As used in this specification, the singular forms "a", "an" and "the" include plural referents, the term "or" is generally employed in its sense including "and/or," the terms "a" and "an" are generally employed in their sense including "at least one," the terms "at least two" are generally employed in their sense including "two or more," and the terms "first", "second" and "third" are used for descriptive purposes only and are not to be construed as indicating or implying relative importance or implicitly indicating the number of technical features indicated.
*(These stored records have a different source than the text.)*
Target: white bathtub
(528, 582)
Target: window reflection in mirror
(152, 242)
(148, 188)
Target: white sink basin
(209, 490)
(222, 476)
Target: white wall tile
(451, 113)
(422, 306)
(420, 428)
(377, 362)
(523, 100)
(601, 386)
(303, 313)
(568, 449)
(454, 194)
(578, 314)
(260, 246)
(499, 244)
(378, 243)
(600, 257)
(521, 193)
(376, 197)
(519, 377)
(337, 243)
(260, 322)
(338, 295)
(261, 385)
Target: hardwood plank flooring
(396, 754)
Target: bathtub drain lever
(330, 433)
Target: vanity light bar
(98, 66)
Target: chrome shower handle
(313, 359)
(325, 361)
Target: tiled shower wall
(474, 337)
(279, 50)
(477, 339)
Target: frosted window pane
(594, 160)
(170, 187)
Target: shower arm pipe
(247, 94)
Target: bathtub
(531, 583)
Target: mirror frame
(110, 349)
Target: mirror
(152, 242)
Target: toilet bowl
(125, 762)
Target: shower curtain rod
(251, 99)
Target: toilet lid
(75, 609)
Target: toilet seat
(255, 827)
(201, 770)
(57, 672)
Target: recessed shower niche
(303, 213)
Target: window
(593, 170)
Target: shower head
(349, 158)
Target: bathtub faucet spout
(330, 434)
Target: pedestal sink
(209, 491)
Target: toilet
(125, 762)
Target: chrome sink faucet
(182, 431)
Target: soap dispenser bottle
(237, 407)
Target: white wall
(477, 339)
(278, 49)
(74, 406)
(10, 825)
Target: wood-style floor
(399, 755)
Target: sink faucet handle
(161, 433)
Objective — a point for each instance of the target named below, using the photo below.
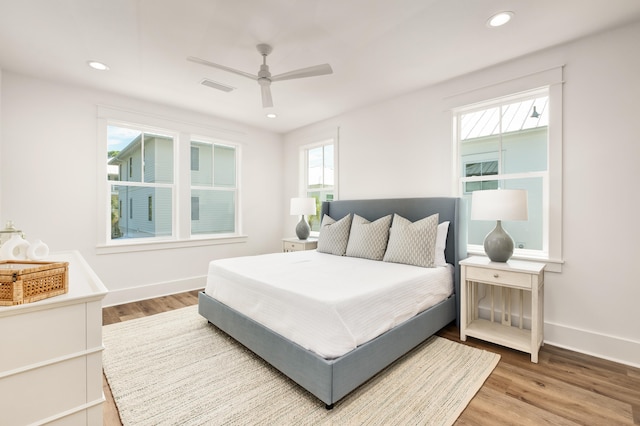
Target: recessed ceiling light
(97, 65)
(499, 19)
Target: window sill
(553, 265)
(137, 246)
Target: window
(144, 179)
(195, 208)
(319, 172)
(195, 158)
(213, 188)
(148, 155)
(504, 143)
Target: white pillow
(441, 244)
(412, 243)
(334, 236)
(368, 239)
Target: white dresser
(51, 354)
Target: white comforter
(327, 304)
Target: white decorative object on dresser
(513, 275)
(51, 353)
(295, 244)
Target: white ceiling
(377, 48)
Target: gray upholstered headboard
(448, 208)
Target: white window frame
(181, 227)
(551, 80)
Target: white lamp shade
(304, 206)
(499, 204)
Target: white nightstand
(514, 274)
(295, 244)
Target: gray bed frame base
(332, 379)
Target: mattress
(325, 303)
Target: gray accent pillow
(334, 236)
(368, 239)
(412, 243)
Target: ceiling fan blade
(267, 102)
(222, 67)
(216, 85)
(304, 72)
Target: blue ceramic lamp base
(302, 229)
(498, 244)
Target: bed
(331, 376)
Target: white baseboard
(612, 348)
(604, 346)
(150, 291)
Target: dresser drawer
(493, 276)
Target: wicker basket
(23, 281)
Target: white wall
(48, 182)
(402, 147)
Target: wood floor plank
(563, 388)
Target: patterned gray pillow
(334, 236)
(368, 239)
(412, 243)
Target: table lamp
(499, 205)
(302, 206)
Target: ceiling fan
(264, 77)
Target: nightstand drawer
(289, 246)
(494, 276)
(294, 244)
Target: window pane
(224, 166)
(203, 176)
(195, 158)
(525, 151)
(216, 212)
(315, 167)
(328, 165)
(320, 196)
(158, 159)
(149, 212)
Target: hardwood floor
(564, 388)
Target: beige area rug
(176, 369)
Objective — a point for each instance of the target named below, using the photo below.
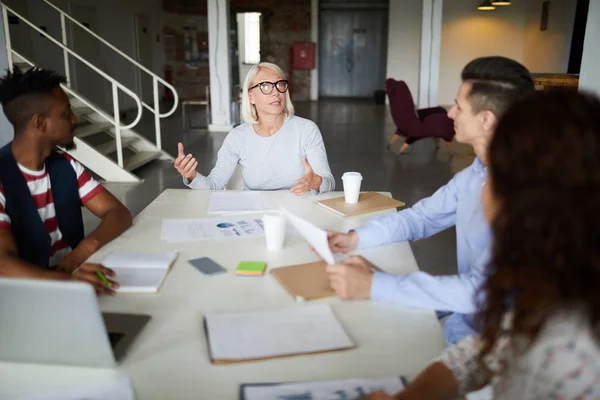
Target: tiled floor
(355, 133)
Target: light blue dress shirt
(458, 203)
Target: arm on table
(115, 217)
(455, 293)
(11, 266)
(427, 217)
(455, 373)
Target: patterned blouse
(563, 363)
Thus, features defined as "first", "second" and "third" may explicitly or implicitly include one or at least two of the features, "one end" and "the other end" and "proximal end" and "distal end" generally refer to the corresponding two parts, which include not only the end points, but also the terms "mounted", "connected" and "connected" should be understood broadly, e.g., as a fixed connection, as a detachable connection, or as an integral part; either directly or indirectly through intervening media, either internally or in any other relationship. Furthermore, as used in this specification, an element being disposed on another element generally only means that there is a connection, coupling, fit, or drive relationship between the two elements, and the connection, coupling, fit, or drive between the two elements may be direct or indirect through intermediate elements, and should not be understood as indicating or implying any spatial relationship between the two elements, i.e., an element may be in any orientation inside, outside, above, below, or to one side of another element, unless the content clearly dictates otherwise. The specific meanings of the above terms in the present specification can be understood by those of ordinary skill in the art as appropriate.

An object of the utility model is to provide a probe module to the probe interval of solving current probe subassembly is fixed setting, needs purchase corresponding probe subassembly respectively in order to satisfy the problem of the device under test's of different solder pad intervals test demand.
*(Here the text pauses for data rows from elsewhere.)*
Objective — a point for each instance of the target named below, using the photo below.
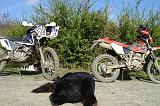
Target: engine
(21, 54)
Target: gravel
(16, 91)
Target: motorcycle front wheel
(50, 66)
(100, 70)
(153, 71)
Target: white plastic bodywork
(5, 43)
(118, 49)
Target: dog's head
(59, 94)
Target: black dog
(71, 88)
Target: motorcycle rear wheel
(153, 72)
(101, 72)
(51, 63)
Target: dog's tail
(90, 101)
(48, 87)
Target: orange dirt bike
(106, 67)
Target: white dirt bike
(32, 48)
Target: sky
(15, 8)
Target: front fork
(155, 62)
(41, 54)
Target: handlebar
(25, 23)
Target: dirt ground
(16, 91)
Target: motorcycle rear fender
(101, 44)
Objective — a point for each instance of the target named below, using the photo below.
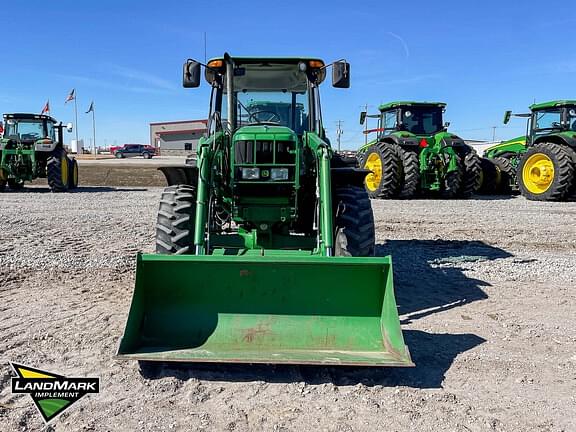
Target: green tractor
(265, 245)
(32, 147)
(415, 154)
(542, 163)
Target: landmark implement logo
(52, 393)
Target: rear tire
(546, 172)
(471, 174)
(384, 181)
(72, 174)
(57, 170)
(354, 222)
(175, 221)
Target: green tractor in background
(265, 246)
(32, 147)
(415, 154)
(542, 163)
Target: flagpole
(76, 119)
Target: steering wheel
(272, 116)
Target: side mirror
(341, 74)
(191, 75)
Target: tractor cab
(416, 118)
(28, 128)
(541, 163)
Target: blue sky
(480, 58)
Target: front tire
(175, 221)
(72, 174)
(354, 222)
(57, 170)
(384, 180)
(546, 172)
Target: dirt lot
(486, 291)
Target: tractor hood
(265, 132)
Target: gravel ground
(486, 292)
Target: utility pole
(339, 132)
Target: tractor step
(267, 309)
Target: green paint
(277, 308)
(265, 290)
(399, 104)
(437, 159)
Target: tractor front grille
(264, 152)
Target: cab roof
(552, 104)
(29, 116)
(285, 60)
(397, 104)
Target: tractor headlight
(250, 173)
(279, 174)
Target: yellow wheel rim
(64, 170)
(374, 164)
(538, 173)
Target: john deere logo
(51, 393)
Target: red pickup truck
(132, 150)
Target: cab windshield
(270, 94)
(548, 120)
(24, 130)
(422, 120)
(273, 108)
(572, 119)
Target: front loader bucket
(264, 309)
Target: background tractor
(32, 147)
(265, 245)
(414, 153)
(542, 163)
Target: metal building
(177, 138)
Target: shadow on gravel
(432, 353)
(504, 197)
(80, 189)
(429, 278)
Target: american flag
(71, 96)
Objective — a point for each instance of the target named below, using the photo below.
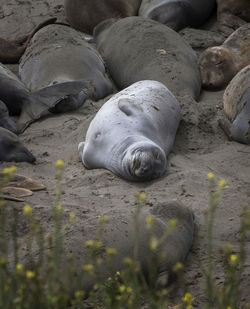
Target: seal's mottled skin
(219, 64)
(177, 14)
(232, 14)
(236, 101)
(11, 51)
(133, 133)
(85, 15)
(11, 149)
(136, 48)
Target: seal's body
(135, 48)
(219, 64)
(11, 51)
(232, 14)
(133, 133)
(236, 101)
(177, 14)
(85, 15)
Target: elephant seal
(236, 101)
(219, 64)
(120, 233)
(133, 132)
(59, 54)
(11, 149)
(177, 14)
(5, 121)
(85, 15)
(232, 14)
(135, 48)
(11, 51)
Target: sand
(200, 148)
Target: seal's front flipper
(225, 126)
(56, 98)
(20, 181)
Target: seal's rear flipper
(56, 99)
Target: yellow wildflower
(27, 210)
(177, 267)
(88, 267)
(19, 267)
(153, 244)
(222, 183)
(89, 243)
(210, 176)
(60, 164)
(30, 274)
(122, 288)
(233, 259)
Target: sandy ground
(200, 148)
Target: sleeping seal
(236, 101)
(177, 14)
(135, 48)
(85, 15)
(133, 133)
(232, 14)
(219, 64)
(59, 54)
(11, 51)
(11, 149)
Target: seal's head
(144, 161)
(217, 67)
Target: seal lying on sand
(236, 100)
(177, 14)
(85, 15)
(219, 64)
(58, 54)
(232, 14)
(11, 51)
(120, 233)
(133, 132)
(11, 149)
(31, 106)
(135, 48)
(5, 121)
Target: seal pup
(232, 14)
(32, 106)
(219, 64)
(133, 132)
(85, 15)
(135, 48)
(11, 51)
(11, 149)
(177, 14)
(236, 101)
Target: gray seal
(236, 101)
(133, 133)
(85, 15)
(135, 48)
(11, 149)
(177, 14)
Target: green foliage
(49, 280)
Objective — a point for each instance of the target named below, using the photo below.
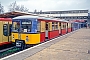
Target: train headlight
(27, 39)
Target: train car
(5, 31)
(28, 30)
(75, 26)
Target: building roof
(14, 14)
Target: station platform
(72, 46)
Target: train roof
(39, 17)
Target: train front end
(24, 32)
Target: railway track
(11, 50)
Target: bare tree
(1, 8)
(15, 7)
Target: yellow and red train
(27, 30)
(5, 31)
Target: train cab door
(6, 32)
(67, 27)
(46, 30)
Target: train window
(10, 26)
(53, 27)
(5, 29)
(26, 26)
(56, 25)
(16, 26)
(38, 26)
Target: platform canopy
(14, 14)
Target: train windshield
(16, 26)
(26, 26)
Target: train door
(46, 30)
(60, 28)
(67, 27)
(6, 32)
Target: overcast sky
(49, 5)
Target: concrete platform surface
(74, 47)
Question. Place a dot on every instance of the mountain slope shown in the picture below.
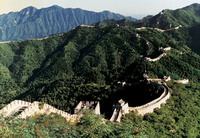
(36, 23)
(89, 61)
(166, 19)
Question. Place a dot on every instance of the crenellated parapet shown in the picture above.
(149, 107)
(14, 106)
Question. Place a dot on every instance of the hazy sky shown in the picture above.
(136, 8)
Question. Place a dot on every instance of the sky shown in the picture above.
(134, 8)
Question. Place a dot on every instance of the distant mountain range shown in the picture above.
(166, 19)
(36, 23)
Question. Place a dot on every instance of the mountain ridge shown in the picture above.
(31, 22)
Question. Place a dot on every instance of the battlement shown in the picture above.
(92, 105)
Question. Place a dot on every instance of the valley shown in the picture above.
(105, 78)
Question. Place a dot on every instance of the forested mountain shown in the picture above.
(87, 62)
(166, 19)
(36, 23)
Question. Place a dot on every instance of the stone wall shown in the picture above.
(40, 108)
(149, 107)
(13, 106)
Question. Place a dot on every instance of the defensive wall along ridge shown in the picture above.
(149, 107)
(122, 108)
(164, 50)
(27, 109)
(13, 107)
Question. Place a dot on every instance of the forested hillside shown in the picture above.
(86, 64)
(37, 23)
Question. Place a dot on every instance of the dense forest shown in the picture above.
(86, 64)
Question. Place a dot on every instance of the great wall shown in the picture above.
(27, 109)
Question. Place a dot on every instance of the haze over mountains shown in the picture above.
(36, 23)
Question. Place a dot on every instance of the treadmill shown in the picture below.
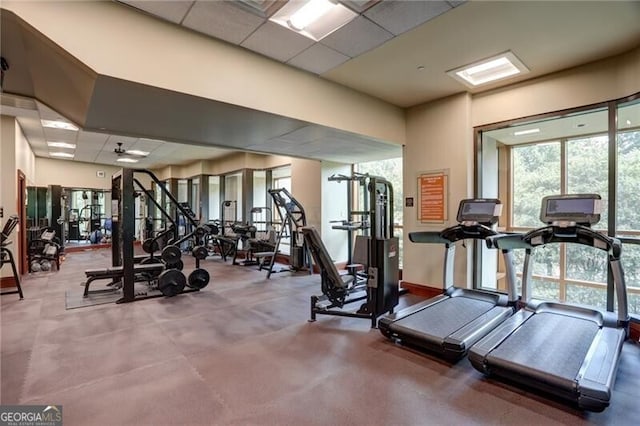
(569, 351)
(449, 324)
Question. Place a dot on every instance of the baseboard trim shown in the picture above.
(7, 282)
(421, 290)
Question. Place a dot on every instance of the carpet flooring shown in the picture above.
(241, 352)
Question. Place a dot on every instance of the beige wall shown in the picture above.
(15, 154)
(334, 207)
(306, 188)
(8, 176)
(72, 174)
(599, 81)
(440, 137)
(140, 48)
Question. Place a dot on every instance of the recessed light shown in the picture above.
(137, 152)
(488, 70)
(61, 145)
(314, 19)
(526, 132)
(57, 124)
(61, 154)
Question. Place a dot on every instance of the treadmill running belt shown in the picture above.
(444, 318)
(550, 343)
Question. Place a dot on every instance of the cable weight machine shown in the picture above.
(378, 290)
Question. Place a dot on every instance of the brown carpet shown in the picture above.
(241, 352)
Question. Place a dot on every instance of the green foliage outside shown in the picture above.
(537, 173)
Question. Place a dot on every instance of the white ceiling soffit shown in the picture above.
(323, 143)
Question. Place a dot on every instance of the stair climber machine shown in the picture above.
(569, 351)
(447, 325)
(378, 292)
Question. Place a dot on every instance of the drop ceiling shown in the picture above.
(398, 51)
Referring to fig. 1, the present invention provides a probe module, which includes a probe assembly 10 and a base assembly 20; the probe assembly 10 comprises a limiting slide block 102 and a plurality of probes 101, the probes 101 are all arranged on the base assembly 20, one end of each probe 101, which is far away from the base assembly 20, is a head end 103, and the head end 103 is a free end; the probe assembly 10 has a reference axis 110, a plurality of the probes 101 are arranged in parallel along the reference axis 110, and the spacing between the adjacent probes 101 gradually decreases in the direction toward the head end 103; the limiting slide block 102 has a plurality of limiting holes, and the limiting slide block 102 is movably sleeved on the plurality of probes 101 through the plurality of limiting holes, wherein each limiting hole corresponds to one probe 101; when the limit slider 102 moves along the reference axis 110, the distance between the head ends 103 of the adjacent probes 101 is changed.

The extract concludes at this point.